Biomarkers are measurable indicators of disease states or health conditions of an individual. Cellular and subcellular biomarkers offer insights for disease progression and therapeutic response. Traditional methods for biomarker detection, such as reverse transcription polymerase chain reaction (RT-PCR), enzyme-linked immunosorbent assay (ELISA), and mass spectrometry, are proven to be effective but often require complex procedures and extensive sample preparation.

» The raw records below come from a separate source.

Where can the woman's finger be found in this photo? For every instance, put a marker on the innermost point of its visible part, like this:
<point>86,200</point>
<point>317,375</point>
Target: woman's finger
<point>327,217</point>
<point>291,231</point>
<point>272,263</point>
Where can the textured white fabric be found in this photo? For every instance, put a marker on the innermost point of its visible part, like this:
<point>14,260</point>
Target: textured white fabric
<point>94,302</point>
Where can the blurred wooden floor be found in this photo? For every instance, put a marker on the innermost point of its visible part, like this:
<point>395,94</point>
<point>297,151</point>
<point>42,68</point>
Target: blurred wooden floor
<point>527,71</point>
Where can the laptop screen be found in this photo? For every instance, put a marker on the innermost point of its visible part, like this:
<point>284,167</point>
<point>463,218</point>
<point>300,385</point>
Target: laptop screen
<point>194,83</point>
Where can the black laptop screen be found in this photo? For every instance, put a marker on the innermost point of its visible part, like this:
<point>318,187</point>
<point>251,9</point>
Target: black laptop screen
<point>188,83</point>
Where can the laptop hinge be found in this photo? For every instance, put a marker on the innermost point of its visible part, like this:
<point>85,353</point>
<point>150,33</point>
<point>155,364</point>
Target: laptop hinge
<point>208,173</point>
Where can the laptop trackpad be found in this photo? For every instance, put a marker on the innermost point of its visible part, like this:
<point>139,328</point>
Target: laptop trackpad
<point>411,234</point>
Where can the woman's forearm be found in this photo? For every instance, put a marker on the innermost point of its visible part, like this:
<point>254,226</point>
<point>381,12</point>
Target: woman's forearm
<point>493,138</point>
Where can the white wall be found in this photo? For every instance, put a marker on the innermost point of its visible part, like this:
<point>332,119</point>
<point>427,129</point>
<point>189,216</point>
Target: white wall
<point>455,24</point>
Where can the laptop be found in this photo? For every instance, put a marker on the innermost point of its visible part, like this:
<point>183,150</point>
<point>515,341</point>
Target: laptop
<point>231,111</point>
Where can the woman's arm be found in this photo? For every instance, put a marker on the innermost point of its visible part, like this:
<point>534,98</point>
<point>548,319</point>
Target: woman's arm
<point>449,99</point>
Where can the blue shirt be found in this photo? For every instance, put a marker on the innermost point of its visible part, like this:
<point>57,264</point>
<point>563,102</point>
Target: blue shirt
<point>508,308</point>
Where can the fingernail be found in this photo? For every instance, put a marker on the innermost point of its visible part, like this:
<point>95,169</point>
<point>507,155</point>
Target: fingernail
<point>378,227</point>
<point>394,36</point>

To overcome such limitations, this dissertation focuses on two innovative biosensing approaches: deformation-based microfluidic devices for cellular-level diagnosis and photonic sensors for subcellular-level diagnosis. Deformation-based microfluidic devices leverage principles of mechanical filtration, inertial microfluidics, and deterministic lateral displacement to sort cells based on their deformability. A novel microfluidic device featuring a flow-focusing channel with a cylindrical post is proposed to address challenges in current deformation-based sorting methods. On the other hand, photonic sensors offer label-free detection with high sensitivity and multiplexing capabilities. Specifically, ring resonator biosensors are highlighted for their compact size and sensitivity comparable to conventional methods. This dissertation presents design, fabrication, and characterization of integrated ring-assisted Mach-Zehnder interferometer (RA-MZI) biosensor with microfluidic channel. Such RA-MZI sensor offers high signal-to-noise ratio, sensitivity, and capability to detect optical changes in a larger dynamic range. Additionally, by integrating microfluidics, sample volume can be minimized.
This dissertation research lays the groundwork for the development of point-of-care platform. By sequentially connecting the deformation-based droplet separation microfluidic device with the RA-MZI photonic sensor, a single system can be created which can be used for purification and detection of desired subcellular biomarkers within urinary or blood samples. This innovative device would enable quick, sensitive, and real-time detection, which could have a wide range of applications in diagnosing, predicting, and monitoring diseases.